Gap Inc.’s new management might find the task of turning around its namesake brand more formidable than it expected.
This story first appeared in the April 23, 2015 issue of WWD. Subscribe Today.
Art Peck, who succeeded Glenn Murphy as chief executive officer of the company in February, and Jeff Kirwan, who took the reins of the Gap brand from Stephen Sunnucks in December, will have a “daunting” challenge on their hands in steering the Gap brand back to growth after what has essentially been a lost decade, according to a research note from Wells Fargo Securities analyst Paul Lejuez.
“While those that look back only a few years might conclude this is a brand that lost its way in 2014 after a strong 2012-13, a look back over 10 years shows this is a brand that has been losing market share and mindshare over a much longer period. Against that backdrop, it may not seem as easy to fix,” Lejuez wrote.

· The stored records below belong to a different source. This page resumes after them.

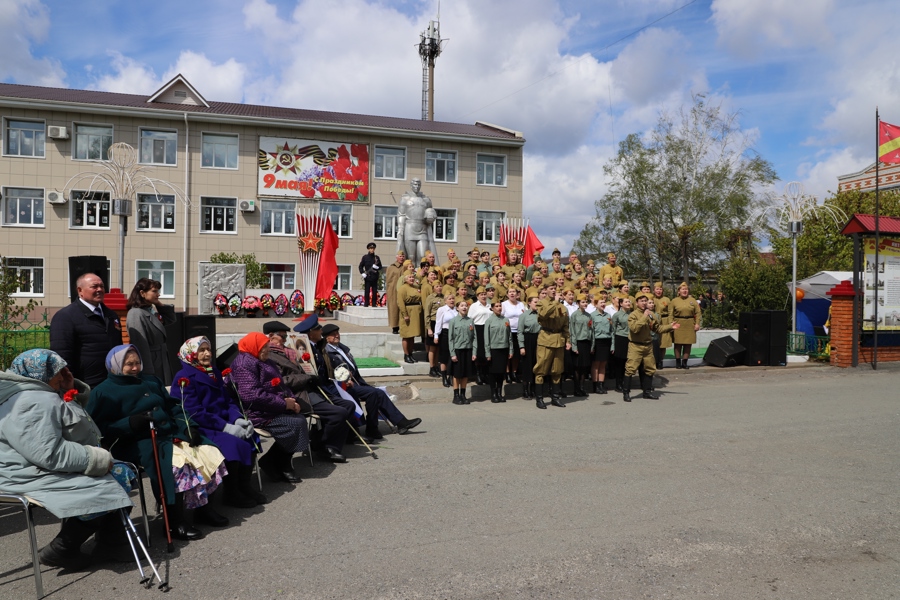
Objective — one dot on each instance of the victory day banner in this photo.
(299, 169)
(888, 284)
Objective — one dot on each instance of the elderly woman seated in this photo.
(124, 406)
(219, 418)
(49, 450)
(270, 405)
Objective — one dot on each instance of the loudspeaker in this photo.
(79, 265)
(724, 352)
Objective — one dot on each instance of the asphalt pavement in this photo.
(753, 483)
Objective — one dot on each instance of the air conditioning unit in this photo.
(55, 197)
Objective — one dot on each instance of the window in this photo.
(158, 147)
(218, 215)
(341, 218)
(90, 210)
(156, 213)
(342, 283)
(440, 166)
(445, 225)
(30, 272)
(219, 151)
(92, 142)
(162, 271)
(487, 226)
(281, 276)
(278, 218)
(490, 170)
(23, 207)
(390, 163)
(385, 223)
(25, 138)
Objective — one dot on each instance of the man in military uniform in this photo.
(611, 270)
(391, 279)
(641, 323)
(553, 342)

Gap’s square footage in North America shrank 20 percent and its store count fell 30 percent between 2005 and 2014, and that contributed to a drop in sales to $4 billion from $5.4 billion. But it wasn’t a reduction in store count that sent sales down — comparable sales at Gap fell in all but two years, 2012 and 2013, and even the stronger stores remaining “struggled to comp positive, and typically did not,” the report said.
Even in the two years when comps were up, it was average unit retail that produced the increases as traffic declined an estimated 50 percent during the decade, according to Wells Fargo estimates.
Sales productivity has also declined over the decade, dropping 20 percent in the 10 years since 2005 to about $325 a square foot. This, Lejuez noted, “calls into question the overall profitability of the fleet.…Even including [e-commerce], sales productivity is still below $400 a square foot and 7 percent below where it was in 2005.” Wells Fargo estimates that, based on its knowledge of sales productivity in the factory outlet channel, analysts believe that full-price Gap stores are generating “well below” $300 a square foot.
Gap doesn’t disclose the profitability of its brands.
With Old Navy performing well enough to offset the weakness at Gap, Wells Fargo has a “market perform” rating on Gap Inc.’s shares, which rose 0.2 percent to $40.70 in New York Stock Exchange trading Wednesday.
Lejuez credited the company with managing the business well through a “choppy retail environment,” but concluded, “New ceo Art Peck has a laser focus on fixing Gap brand, but they do not seem close to finding the right formula just yet.”